4. Amanah mengandung penerapan moral dalam sikap dan tingkah laku para tokoh sesuai dengan pandangannya tentang moral. Jenis ajaran moral itu sendiri dapat mencakup seluruh persoalan hidup dan kehidupan, seluruh persoalan yang menyangkut harkat dan martabat manusia. Amanah mencakup pesan religi dan pesan kritik sosial.

a. Pesan Religi/keagamaan menunjukkan pada kelembagaan kebaktian kepada Tuhan dengan hukum-hukum yang bersifat lebih mendalam dan lebih luas. Adapun pesan religi yang dapat dipetik dari kisah nabi Yusuf yaitu sabar, tabah dan istiqamah dalam menghadapi segala cobaan dan rintangan hidup

dengan berpegang teguh pada agama yang di yakini, dan nafsu manusia dapat menjerumuskan manusia kepada kezaliman kecuali nafsu yang diizinkan oleh Allah SWT. Adapun pesan religi/keagamaan pada kisah nabi Yusuf dalam al-Qur’an terdapat pada ayat 4, ayat 6, ayat 18, ayat 23, ayat 33-34, ayat 36, ayat 37-40, ayat 43, ayat 53, ayat 86, ayat 90 dan ayat 100.

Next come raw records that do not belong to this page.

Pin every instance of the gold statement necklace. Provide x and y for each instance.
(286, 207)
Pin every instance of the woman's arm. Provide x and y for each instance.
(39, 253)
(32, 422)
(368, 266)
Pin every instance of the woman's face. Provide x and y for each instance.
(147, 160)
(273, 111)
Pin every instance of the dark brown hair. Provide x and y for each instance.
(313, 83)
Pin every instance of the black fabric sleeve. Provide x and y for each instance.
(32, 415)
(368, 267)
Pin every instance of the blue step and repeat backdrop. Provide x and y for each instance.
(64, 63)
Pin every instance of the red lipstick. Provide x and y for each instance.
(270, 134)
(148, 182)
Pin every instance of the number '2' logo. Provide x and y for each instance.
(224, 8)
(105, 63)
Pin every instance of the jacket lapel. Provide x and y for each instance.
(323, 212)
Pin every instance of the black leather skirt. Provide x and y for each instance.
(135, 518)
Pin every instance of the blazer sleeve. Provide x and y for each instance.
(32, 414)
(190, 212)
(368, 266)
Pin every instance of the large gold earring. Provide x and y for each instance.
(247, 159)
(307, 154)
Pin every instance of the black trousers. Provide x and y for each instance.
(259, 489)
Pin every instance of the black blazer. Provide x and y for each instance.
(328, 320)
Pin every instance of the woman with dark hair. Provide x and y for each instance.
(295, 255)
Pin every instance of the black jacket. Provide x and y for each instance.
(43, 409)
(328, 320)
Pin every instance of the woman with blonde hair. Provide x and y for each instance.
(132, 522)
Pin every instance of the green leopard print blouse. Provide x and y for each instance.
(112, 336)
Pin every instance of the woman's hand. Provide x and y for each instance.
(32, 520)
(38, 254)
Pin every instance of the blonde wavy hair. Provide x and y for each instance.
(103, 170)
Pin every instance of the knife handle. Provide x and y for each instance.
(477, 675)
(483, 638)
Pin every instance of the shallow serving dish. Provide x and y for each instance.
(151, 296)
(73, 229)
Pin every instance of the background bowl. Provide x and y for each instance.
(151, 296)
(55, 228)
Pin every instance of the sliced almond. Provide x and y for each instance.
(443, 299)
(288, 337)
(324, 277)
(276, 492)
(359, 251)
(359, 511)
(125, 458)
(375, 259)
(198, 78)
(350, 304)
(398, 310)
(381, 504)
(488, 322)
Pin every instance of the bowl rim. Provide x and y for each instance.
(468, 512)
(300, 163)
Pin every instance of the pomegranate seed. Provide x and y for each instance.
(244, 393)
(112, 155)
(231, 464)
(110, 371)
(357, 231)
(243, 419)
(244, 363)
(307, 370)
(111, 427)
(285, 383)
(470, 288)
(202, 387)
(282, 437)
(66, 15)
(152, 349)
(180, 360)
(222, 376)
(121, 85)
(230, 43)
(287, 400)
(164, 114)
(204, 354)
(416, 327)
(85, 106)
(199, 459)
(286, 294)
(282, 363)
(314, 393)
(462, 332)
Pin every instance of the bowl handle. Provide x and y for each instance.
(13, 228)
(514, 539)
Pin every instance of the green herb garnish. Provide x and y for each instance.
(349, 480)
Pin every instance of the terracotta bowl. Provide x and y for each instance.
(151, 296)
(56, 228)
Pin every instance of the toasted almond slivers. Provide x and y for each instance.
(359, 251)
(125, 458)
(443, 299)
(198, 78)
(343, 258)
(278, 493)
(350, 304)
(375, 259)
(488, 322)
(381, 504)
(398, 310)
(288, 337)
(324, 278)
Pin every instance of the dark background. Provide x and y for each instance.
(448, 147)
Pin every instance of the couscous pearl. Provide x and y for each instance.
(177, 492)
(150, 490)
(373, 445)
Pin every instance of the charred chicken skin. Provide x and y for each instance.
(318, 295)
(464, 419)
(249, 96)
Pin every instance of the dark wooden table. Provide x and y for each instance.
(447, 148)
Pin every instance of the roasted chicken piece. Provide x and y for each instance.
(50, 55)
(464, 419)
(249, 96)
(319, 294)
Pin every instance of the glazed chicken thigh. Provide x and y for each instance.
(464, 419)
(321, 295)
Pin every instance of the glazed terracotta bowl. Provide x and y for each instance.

b. Pesan Kritik Sosial umumnya tampil sebagai pembela kebenaran dan keadilan, atau pun sifat-sifat luhur kemanusiaan yang lain seperti hal-hal yang memang salah dan bertentangan dengan sifat-sifat kemanusiaan. Adapun pesan religi yang dapat dipetik dari kisah nabi Yusuf yaitu masih terjadinya perbudakan dan penjualan hamba sahaya, poligami menyebabkan adanya kesenjangan kasih sayang, dan ketidakadilan hukum yang diberlakukan pada orang kecil dan rakyat biasa sedangkan para pejabat yang bersalah dapat terbebas dari hukum. Adapun pesan kritik sosial pada kisah nabi Yusuf dalam al-Qur’an terdapat pada ayat 8, ayat 19-20, ayat 29-30, ayat 30-32, ayat 54-55, dan ayat 75.

4.2. Saran

Penulis menyarankan agar penelitian tentang sastra dapat terus dikembangkan karena pada umumnya karya sastra sudah sangat banyak dan mudah ditemukan. Namun penelitian sastra khususnya pada kisah – kisah yang terdapat dalam Al-Qur’an masih sangat sedikit dan terbatas. Maka dengan segala kekurangan, penulis berharap untuk selanjutnya dapat memberikan perhatian terhadap analisis karya sastra pada kisah-kisah dalam Al-Qur’an.